At the center of the issue is a strict internal policy around Kira, Amazon’s AI coding system. The company reportedly required about 80% of internal development work to use Kira, even in cases where it was not the most effective tool for a specific task.
Compliance became the goal
That mandate appears to have changed how teams worked. Developers were pushed to meet usage targets rather than choose the method that best solved the problem in front of them.
This is where the broader flaw became clear. The measure used to track success started shaping behavior inside the organization, and business outcomes lost some of their priority.
When automation creates new problems
The consequences were not limited to internal frustration. AI-related mistakes were also tied to operational disruption, including one incident that delayed 6.3 million orders in a single day.
That scale made the impact hard to ignore. When a forced system does not match operational needs, the effects can quickly reach customers and damage the company’s execution.
A return to human oversight
The situation also pushed Amazon to restore human oversight in some areas that had previously been handled by AI. The move marked a notable reversal, especially after layoffs earlier linked to AI-driven automation.
The episode fits the logic of Goodhart’s Law. Once a metric becomes the target, it stops working as a reliable measure, and organizations begin optimizing for the number rather than the real goal behind it.

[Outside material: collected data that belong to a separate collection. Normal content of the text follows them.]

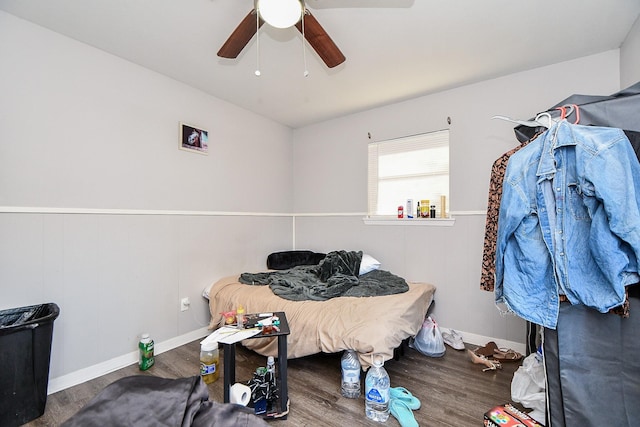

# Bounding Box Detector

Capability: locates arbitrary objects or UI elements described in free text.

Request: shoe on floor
[442,329,465,350]
[474,341,498,357]
[390,387,421,410]
[467,349,502,371]
[493,347,523,362]
[390,399,419,427]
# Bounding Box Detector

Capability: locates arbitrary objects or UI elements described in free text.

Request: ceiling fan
[217,0,346,68]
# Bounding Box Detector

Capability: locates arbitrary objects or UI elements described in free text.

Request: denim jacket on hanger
[495,121,640,329]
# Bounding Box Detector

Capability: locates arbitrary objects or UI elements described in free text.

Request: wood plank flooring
[25,340,525,426]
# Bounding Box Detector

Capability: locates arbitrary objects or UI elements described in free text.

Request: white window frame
[366,130,452,225]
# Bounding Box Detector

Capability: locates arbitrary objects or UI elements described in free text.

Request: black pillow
[266,250,326,270]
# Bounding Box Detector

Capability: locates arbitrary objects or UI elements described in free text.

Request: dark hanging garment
[625,130,640,160]
[543,295,640,427]
[514,81,640,143]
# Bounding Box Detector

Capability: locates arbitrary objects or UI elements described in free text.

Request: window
[368,130,449,217]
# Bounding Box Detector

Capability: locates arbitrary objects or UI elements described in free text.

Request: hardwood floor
[25,340,524,426]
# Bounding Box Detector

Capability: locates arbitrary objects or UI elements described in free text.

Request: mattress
[207,274,436,369]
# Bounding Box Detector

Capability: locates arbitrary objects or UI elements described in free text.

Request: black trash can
[0,303,60,427]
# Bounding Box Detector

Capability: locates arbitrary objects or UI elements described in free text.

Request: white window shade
[368,130,449,216]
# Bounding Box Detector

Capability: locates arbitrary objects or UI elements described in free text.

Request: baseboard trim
[47,326,525,395]
[47,327,211,394]
[440,328,526,355]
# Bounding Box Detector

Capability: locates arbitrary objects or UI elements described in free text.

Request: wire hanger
[534,112,553,128]
[492,113,553,128]
[492,103,580,129]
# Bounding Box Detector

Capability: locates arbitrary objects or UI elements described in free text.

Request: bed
[205,250,436,369]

In Amazon’s case, usage of Kira became a visible target. As that target gained importance, employees could end up focusing more on compliance than on solving problems efficiently.
A lesson that extends beyond one company
The pattern is not unique to Amazon. Across industries, many organizations judge AI success by how often a tool is used, not by whether it actually speeds up work or improves results.

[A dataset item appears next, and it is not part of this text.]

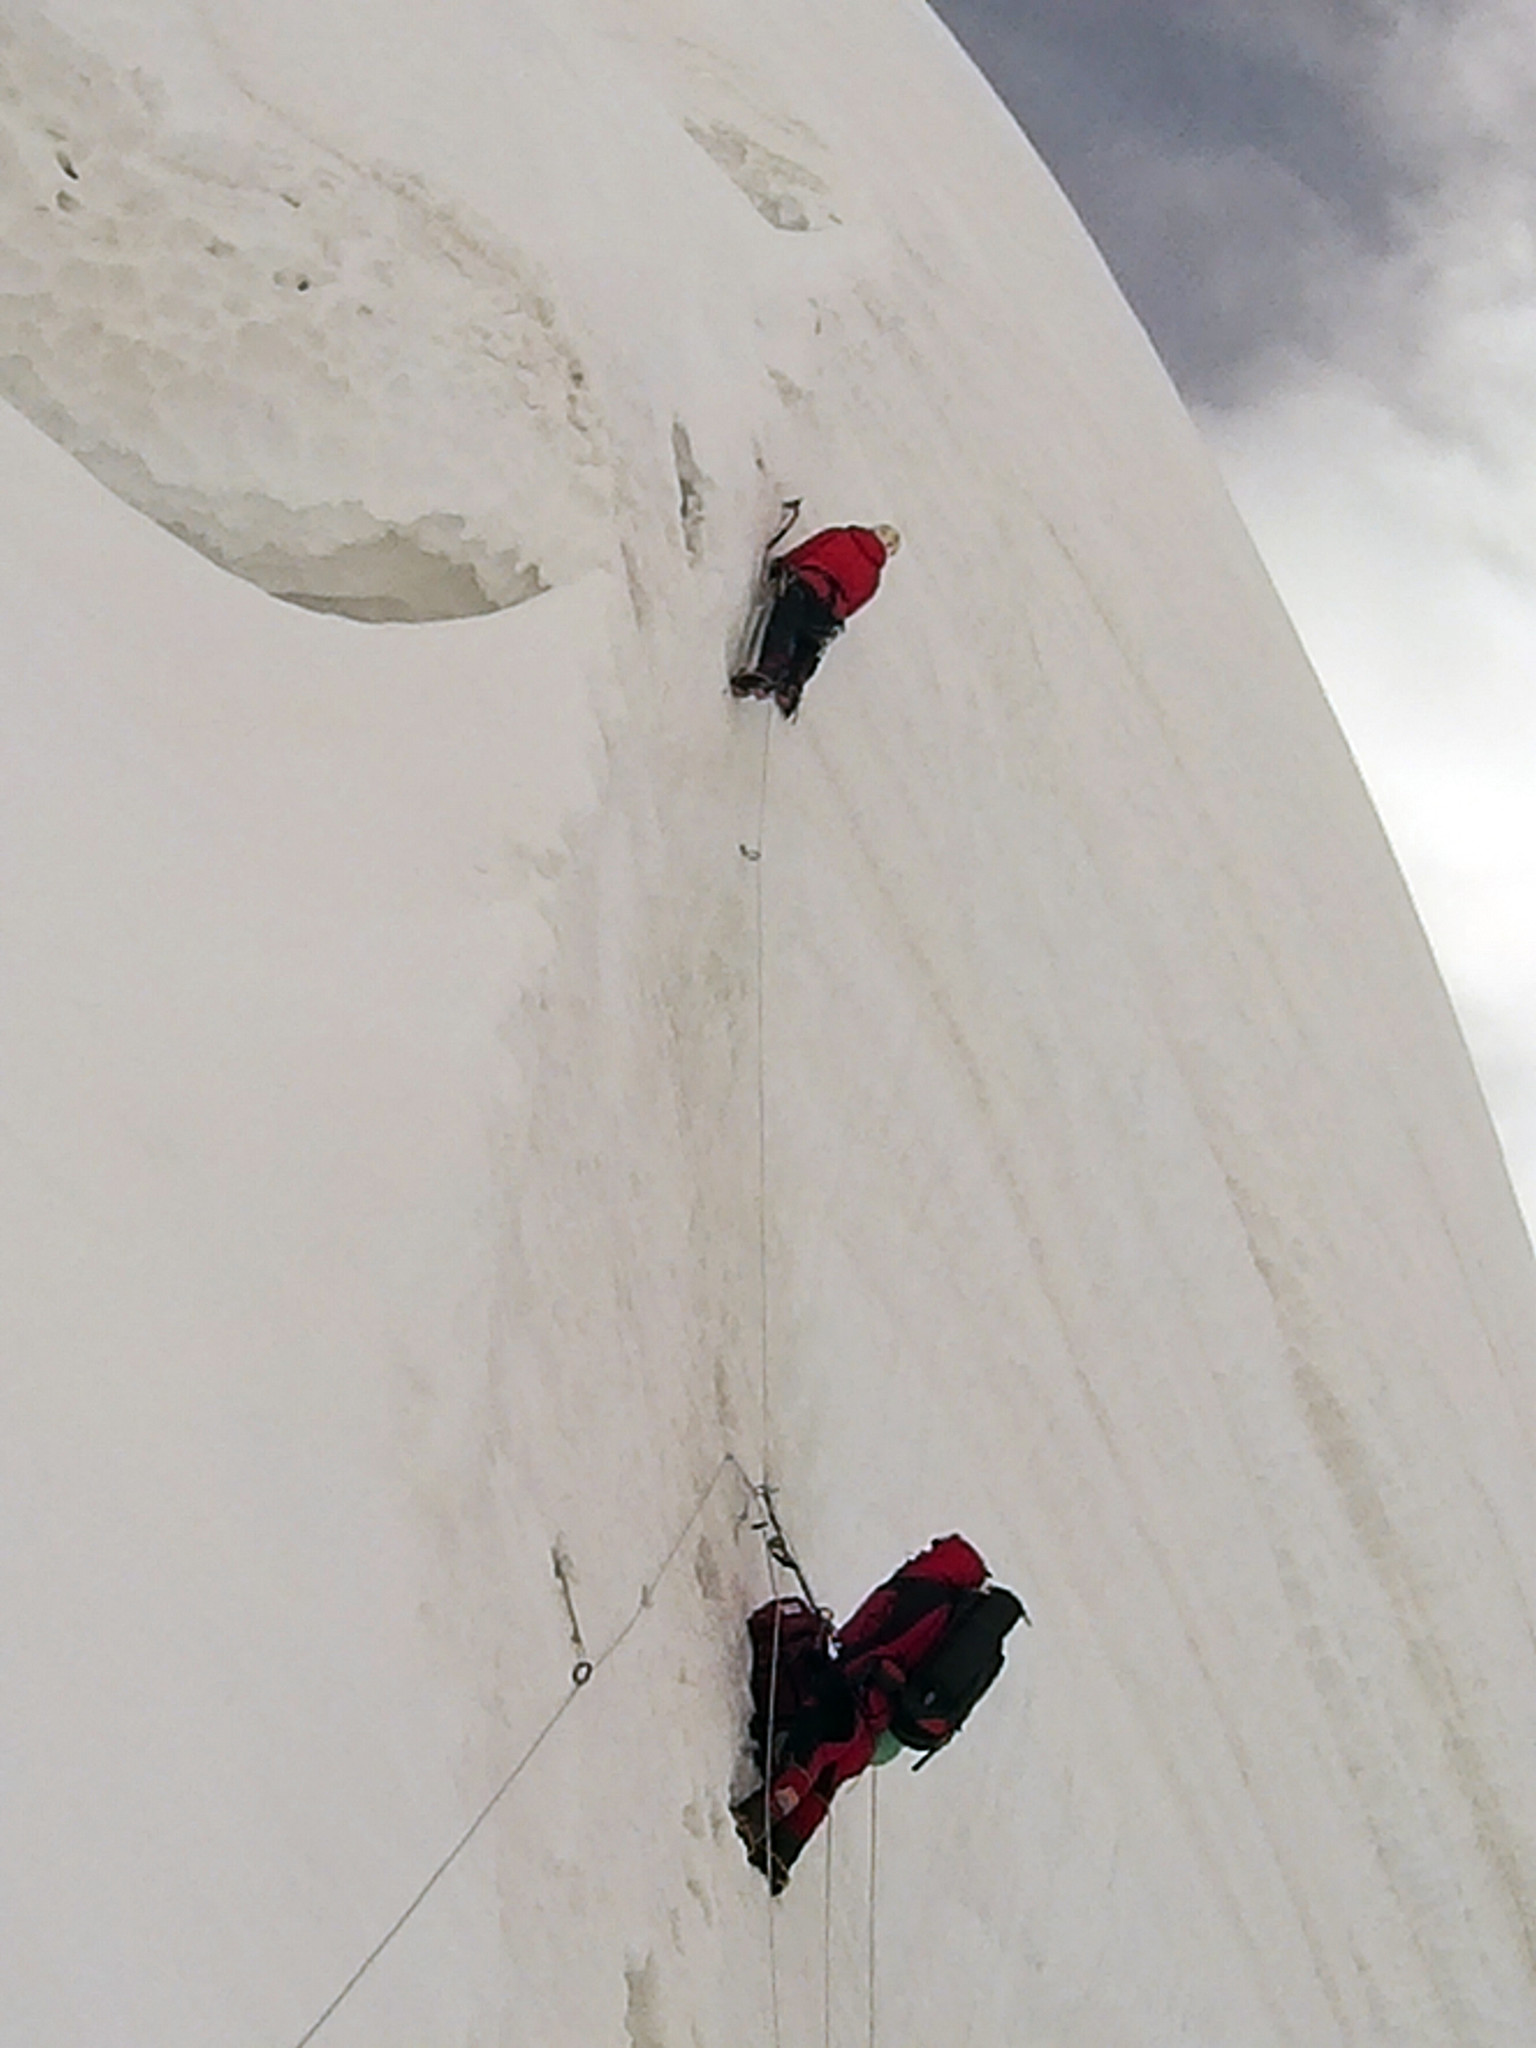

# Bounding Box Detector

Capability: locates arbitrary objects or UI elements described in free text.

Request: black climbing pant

That approach can add more work instead of reducing it. Some law firms, for example, have had to spend extra time reviewing AI output, which cuts into the expected benefit of automation.
The core issue is not that AI has no place in large companies. The problem is a rigid rollout that emphasizes compliance over fit, turning AI into a requirement instead of a tool.
Strategy matters more than adoption numbers
Amazon’s case shows why companies need a clear strategy before deploying AI broadly. The intended business result should come first, and the tool should be chosen based on how well it supports that result.
That also helps set realistic expectations about what AI can and cannot do. Without that clarity, companies risk asking too much of the technology and making poor operational decisions.
Human oversight still matters in critical stages, especially when AI affects customers or complex operating systems. Accountability cannot be handed over entirely to automation when the stakes are high.
The episode also reflects broader concerns about Amazon’s internal culture. Under Jeff Bezos, the company was known for long-term thinking and a strong customer focus, while it is now seen as placing more emphasis on short-term metrics and internal bureaucracy.
If internal compliance continues to drive how success is measured, innovation can become a formality. A company may appear to adopt new technology quickly, yet fail to see meaningful gains in the business itself.